Subscribe To MPAA Wants To Bypass Theaters, First Run Movies In Your Home? Updates
Tired of waiting in long lines at the theater on Friday nights, only to get to the auditorium and find that the only seats left are in the front corner, where you not only will strain your neck, but your eyeballs will go all wonky from the crazy side angle you're trying to watch the movie at? Well worry no more as the MPAA is making every effort to inject new films straight to your cable box at an undisclosed price.

Variety reports that the MPAA is lobbying for approval on some sort of mystery tech that would allow them to shoot films directly to your TV, including films that are still in theaters. The technical advancement here versus it just being a new Pay-Per-View service is in the realm of anti-piracy which they claim will stop pirates from getting a hold of movies that are streamed to homes.

Not that I would condone doing this, but the VAST majority of pirated first run movies appear online as “cams” or versions of the film captured by pointing a camcorder at the screen. Not only would streaming new films into people's homes make this process WAY easier, it would give pirates the advantage of being able to record direct audio increasing the quality of the final product. Second of all, you can rest assured that any good pirate knows how to record direct to their computer from their TV signal. It will only be a matter of time before someone figures out how to get around the anti-piracy tech the MPAA is proposing and put really high quality versions of brand new films online for the piracy community to download.

There is opposition in Washington though, due to the fact that the proposal comes with few specifics and is generally just a bad idea. There's no price point or defined period of time for the delivery of films to the home. Of course all of those details will be worked out sooner or later, but something tells me the opposition will find more reasons to be on the other side.

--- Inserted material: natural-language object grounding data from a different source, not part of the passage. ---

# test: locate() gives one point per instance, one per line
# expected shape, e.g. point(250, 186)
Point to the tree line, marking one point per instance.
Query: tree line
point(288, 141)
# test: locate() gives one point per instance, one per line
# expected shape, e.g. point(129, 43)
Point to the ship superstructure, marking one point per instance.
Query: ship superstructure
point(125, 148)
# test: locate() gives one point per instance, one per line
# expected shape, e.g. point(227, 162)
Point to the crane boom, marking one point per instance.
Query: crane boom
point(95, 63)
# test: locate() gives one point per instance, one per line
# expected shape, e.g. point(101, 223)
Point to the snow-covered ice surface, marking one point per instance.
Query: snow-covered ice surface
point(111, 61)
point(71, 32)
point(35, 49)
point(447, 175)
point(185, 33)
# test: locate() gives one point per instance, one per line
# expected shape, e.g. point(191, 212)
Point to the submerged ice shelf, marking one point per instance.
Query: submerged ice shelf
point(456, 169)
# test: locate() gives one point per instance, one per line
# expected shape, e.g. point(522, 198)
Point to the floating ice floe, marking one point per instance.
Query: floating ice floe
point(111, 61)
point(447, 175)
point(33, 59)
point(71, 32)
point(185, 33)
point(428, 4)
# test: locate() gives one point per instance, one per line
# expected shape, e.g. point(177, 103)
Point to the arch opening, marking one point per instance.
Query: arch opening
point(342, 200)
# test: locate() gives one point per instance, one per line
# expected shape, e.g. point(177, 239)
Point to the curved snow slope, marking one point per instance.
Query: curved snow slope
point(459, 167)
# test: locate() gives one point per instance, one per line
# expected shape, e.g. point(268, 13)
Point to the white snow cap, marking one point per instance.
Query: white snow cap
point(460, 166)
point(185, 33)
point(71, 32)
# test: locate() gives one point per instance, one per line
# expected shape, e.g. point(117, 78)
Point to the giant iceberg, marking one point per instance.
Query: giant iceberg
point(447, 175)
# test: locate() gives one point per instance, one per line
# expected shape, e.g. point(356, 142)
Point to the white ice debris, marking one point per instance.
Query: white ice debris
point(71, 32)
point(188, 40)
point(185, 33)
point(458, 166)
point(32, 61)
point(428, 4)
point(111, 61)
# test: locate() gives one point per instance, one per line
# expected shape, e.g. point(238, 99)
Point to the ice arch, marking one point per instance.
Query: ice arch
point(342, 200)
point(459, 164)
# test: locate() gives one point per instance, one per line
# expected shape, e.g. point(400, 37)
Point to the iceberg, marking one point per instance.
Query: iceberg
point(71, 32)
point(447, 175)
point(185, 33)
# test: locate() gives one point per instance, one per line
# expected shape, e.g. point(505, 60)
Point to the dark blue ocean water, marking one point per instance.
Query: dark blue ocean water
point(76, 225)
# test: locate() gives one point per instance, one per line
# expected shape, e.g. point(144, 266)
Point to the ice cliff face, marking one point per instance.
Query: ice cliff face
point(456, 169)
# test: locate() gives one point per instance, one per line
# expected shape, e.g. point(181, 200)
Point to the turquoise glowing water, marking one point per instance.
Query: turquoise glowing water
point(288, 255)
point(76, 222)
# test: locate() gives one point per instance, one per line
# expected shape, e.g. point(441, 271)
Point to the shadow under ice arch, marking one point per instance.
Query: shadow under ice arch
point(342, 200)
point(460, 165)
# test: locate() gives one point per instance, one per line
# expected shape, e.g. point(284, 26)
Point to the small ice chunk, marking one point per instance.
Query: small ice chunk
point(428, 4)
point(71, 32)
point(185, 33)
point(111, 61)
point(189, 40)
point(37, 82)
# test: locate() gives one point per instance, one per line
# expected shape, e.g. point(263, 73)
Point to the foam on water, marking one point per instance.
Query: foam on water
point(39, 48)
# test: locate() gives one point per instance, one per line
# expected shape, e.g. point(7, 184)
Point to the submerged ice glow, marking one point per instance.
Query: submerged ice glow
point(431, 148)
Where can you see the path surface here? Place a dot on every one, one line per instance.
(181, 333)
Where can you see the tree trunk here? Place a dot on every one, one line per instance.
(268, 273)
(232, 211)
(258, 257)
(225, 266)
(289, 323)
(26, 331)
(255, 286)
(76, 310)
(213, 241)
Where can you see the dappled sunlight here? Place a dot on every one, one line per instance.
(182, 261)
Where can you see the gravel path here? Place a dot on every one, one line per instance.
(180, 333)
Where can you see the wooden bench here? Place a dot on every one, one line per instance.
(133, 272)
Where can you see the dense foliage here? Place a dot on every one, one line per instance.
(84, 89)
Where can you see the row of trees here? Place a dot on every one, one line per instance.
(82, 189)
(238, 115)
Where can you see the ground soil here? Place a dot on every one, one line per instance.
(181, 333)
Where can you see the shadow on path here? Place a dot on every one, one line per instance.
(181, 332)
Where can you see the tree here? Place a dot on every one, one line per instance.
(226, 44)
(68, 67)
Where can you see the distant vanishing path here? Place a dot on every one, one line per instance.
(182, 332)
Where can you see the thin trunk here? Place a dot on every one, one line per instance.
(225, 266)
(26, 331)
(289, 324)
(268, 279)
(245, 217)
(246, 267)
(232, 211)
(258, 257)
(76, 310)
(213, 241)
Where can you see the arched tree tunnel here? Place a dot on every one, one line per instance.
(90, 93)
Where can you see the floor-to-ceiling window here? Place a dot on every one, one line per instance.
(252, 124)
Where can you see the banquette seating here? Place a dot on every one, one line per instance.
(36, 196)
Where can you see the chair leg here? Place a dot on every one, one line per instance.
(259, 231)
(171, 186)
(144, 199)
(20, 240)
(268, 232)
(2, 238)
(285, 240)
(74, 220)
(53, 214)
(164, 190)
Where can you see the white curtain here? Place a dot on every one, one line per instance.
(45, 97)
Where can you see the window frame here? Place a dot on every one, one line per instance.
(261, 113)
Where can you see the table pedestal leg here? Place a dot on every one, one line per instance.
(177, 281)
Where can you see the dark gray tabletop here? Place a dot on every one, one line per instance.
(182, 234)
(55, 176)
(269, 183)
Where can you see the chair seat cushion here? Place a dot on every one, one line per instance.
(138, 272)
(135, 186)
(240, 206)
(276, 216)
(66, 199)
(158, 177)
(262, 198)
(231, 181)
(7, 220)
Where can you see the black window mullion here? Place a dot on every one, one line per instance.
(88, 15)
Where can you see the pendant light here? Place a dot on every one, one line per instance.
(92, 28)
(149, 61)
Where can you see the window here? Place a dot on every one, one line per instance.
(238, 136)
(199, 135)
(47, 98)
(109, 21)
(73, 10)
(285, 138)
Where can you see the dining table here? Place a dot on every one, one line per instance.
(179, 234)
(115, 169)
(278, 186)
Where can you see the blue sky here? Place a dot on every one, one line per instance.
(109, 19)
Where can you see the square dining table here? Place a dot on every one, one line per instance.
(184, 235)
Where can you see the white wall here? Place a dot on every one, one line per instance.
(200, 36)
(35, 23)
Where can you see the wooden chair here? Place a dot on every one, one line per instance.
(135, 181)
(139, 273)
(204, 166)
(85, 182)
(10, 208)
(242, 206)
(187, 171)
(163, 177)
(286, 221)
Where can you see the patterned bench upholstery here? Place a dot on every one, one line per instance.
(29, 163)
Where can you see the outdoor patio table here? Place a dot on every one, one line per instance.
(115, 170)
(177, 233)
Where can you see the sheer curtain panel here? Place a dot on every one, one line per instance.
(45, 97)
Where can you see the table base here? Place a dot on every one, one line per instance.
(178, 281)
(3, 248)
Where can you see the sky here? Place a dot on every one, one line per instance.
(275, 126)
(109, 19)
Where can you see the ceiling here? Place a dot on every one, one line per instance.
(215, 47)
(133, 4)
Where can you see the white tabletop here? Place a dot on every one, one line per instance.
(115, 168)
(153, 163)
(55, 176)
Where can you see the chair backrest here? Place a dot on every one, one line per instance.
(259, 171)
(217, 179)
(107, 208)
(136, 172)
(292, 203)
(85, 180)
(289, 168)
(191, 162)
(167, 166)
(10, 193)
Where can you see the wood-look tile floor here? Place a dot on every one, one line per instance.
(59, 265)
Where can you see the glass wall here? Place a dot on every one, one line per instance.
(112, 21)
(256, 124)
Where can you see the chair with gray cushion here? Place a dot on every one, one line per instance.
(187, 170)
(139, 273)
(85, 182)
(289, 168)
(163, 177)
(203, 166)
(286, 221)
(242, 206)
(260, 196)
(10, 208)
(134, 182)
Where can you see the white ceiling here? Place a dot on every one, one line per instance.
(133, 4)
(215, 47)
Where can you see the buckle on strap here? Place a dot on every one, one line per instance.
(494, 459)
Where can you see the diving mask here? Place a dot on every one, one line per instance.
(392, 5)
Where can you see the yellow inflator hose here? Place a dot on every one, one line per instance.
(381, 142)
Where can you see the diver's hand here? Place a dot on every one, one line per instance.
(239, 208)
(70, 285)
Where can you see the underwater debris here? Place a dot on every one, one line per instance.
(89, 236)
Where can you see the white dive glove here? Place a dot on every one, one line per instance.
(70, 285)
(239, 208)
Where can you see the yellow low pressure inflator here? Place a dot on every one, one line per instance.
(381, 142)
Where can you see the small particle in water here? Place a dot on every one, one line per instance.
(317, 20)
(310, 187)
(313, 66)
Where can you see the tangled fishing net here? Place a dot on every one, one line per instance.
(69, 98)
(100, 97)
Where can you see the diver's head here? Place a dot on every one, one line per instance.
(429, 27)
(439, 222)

There's a million reasons why this is a bad idea, and their singular justification of, “"Many of us love movies, but we just can't make it to the theater as often as we'd like,” is not enough to offset the uproarious theater owners and endless piracy issues, of which there will be many, I guarantee it. Going to the theater is as much about the experience as it is about the film, and hopefully if this all gets passed, people will remember that.